Protecting count queries in study design.

Objective: Today's clinical research institutions provide tools for researchers to query their data warehouses for counts of patients. To protect patient privacy, counts are perturbed before reporting; this compromises their utility for increased privacy. The goal of this study is to extend current query answer systems to guarantee a quantifiable level of privacy and allow users to tailor perturbations to maximize the usefulness according to their needs.

Methods: A perturbation mechanism was designed in which users are given options with respect to scale and direction of the perturbation. The mechanism translates the true count, user preferences, and a privacy level within administrator-specified bounds into a probability distribution from which the perturbed count is drawn.

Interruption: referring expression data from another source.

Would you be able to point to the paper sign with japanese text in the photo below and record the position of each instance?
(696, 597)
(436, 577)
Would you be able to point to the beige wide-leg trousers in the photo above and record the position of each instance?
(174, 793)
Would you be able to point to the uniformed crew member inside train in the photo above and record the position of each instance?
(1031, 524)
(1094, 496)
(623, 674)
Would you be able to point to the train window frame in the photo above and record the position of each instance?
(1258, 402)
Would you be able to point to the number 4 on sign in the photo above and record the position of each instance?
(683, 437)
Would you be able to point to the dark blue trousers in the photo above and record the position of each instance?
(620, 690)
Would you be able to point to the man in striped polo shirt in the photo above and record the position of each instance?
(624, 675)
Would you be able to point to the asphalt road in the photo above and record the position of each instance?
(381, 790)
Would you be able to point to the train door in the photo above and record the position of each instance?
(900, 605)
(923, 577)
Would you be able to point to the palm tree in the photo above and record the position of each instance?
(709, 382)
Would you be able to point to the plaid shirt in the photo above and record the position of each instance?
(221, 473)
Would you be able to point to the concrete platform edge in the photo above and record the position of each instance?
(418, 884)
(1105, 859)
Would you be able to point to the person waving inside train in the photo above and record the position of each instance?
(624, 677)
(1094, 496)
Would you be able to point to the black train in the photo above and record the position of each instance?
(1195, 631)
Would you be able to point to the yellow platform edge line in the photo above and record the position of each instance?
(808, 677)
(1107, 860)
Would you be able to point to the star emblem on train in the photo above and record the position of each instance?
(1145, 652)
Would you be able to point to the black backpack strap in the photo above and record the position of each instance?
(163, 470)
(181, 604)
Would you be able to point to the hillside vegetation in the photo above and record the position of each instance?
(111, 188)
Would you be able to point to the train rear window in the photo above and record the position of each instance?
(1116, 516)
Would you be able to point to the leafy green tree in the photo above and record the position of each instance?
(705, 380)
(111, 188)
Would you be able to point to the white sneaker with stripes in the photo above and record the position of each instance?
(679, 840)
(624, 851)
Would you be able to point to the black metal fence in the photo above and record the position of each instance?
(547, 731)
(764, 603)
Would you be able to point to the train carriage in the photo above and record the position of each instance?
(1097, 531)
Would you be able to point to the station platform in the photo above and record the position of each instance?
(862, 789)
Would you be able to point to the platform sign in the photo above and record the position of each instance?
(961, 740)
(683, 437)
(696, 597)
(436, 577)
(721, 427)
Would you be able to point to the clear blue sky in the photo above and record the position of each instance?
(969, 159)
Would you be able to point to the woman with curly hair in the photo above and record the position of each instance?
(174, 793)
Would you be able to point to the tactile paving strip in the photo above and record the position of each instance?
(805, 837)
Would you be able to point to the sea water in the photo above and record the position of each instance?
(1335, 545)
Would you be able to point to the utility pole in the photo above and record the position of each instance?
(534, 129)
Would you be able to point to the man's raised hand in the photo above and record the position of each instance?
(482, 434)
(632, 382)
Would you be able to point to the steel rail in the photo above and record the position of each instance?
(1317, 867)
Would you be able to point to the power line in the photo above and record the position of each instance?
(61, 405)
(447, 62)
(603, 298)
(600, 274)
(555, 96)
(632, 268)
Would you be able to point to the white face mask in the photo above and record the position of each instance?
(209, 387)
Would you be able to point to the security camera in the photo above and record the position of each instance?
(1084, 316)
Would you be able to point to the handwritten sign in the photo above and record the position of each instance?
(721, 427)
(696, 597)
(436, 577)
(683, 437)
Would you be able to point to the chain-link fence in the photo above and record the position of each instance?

Results: Users can significantly impact the scale and direction of the count perturbation and can receive more accurate final cohort estimates. Strong and semantically meaningful differential privacy is guaranteed, providing for a unified privacy accounting system that can support role-based trust levels. This study provides an open source web-enabled tool to investigate visually and numerically the interaction between system parameters, including required privacy level and user preference settings.

Conclusions: Quantifying privacy allows system administrators to provide users with a privacy budget and to monitor its expenditure, enabling users to control the inevitable loss of utility. While current measures of privacy are conservative, this system can take advantage of future advances in privacy measurement. The system provides new ways of trading off privacy and utility that are not provided in current study design systems.